"Because," she would whisper for his ears only in a tiny closet of a restaurant where, until the mindless stars disappeared to give way to the careless sun, they had the audacity to fall in love, "I can smell the history in the blood of the river here." He didn't understand, but she couldn't see how she could be more crystalline.
They held hands with silence until the coffee in front of them had gone cold and then, even then, they still watched each other. It became clear that the reality of his fantastic illuminated night terrors was that, without a doubt, he never really met her. She had the tendency to drive faster on the streets and slower on the freeway, he noted, but he never could deduce why. She, as she would have explained it, had no desire to see the millions of unhappy faces that she could be confused with. Anyone could see the resemblance between two people who have eyes, and beating eyelashes. On the freeway, she was just by herself.
It felt to him like the musicality had left her voice and been replaced with a sense of concrete phenomena, gold embossed to remind him more of the cloudy city streets of London than the laugh that used to remind him of nighttime on the ocean.
"Is that it?"
With an ironic smirk, she responded. "Of course that's it! What else is there?"
In that moment he thought, for the first time, that maybe love isn't as great as everyone had cracked it up to be.
She stood without another word and left.
But as soon as she was gone, he realized that yes, yes love was exactly as great as they had cracked it up to be.

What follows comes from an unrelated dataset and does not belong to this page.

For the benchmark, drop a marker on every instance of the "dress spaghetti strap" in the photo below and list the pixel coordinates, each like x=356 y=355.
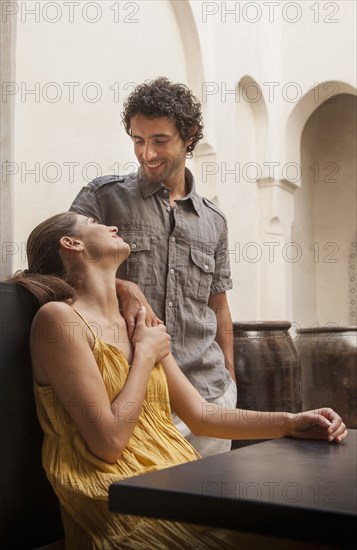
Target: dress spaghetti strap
x=86 y=323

He could still smell the remnants of her perfume on the air that she had been breathing. Lucky air, he thought.
Outside, she let herself shed a single tear before she started to walk. She had planned, esoterically, to forget about the nuisance of gravity in order to step back on the time space continuum. She left because she knew she would never love again. There was a funny sense of freedom in knowing that all your worst feelings are packaged behind you.
She stepped on the grassy knoll where he first asked her if she had directions to the supermarket. She directed him to a dodgy bar in the East End where she sat waiting for him, holding his heart and his reverence in her left hand while her right held a dirty martini.
They laughed that night, all night, and for the next 364 days.
Today was 365.
She never spent more than a year in one place.
She pulled out her ticket to everywhere and disappeared.